The Fedrizzi family vinifies their wines in a very traditional manner. For the past 50 years, right in the center of their local town, Mezzolombardo, they’ve grown low yields of Teroldigo, trained on Double Pergola vines. The wine is fermented in cement tanks using all indigenous yeasts, and stored in cement for an additional 6 months. Production is less than 3,000 cases.
The Teroldigo grape is grown in the Adige Valley, just North of Trento, on the river beds of the ancient Noce River. Here the waters have retreated and left great quantities of stony deposits coming from the Dolomites. When yield is restricted on these pebbly soils, Teroldigo can offer lush spicy red fruit, black cherry flavors, and aromas of tar, smoke, and herbs as well as bitter almond notes. It is also marked by a particularly fine acidic balance and complexity.

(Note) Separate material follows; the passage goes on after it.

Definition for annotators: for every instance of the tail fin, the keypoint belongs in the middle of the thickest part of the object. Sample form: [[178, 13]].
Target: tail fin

Teroldigo covers the Campo Rotaliano, a former floodplain around the villages of Mezzolombardo and Mezzocorona. The Adige and its tributaries have created an alluvial fan across the valley floor, strewn with an easy-draining mix of gravel and sand. The river also acts as a wind tunnel for warm air off Lake Garda, which works its way up the valley each day and often collects in the Bolzano basin. These conditions make Bolzano one of the hottest regional capitals in Italy throughout the summer. In fact, Trentino-Alto Adige has always produced more red wine than white. To an Austrian, this place is the Riviera.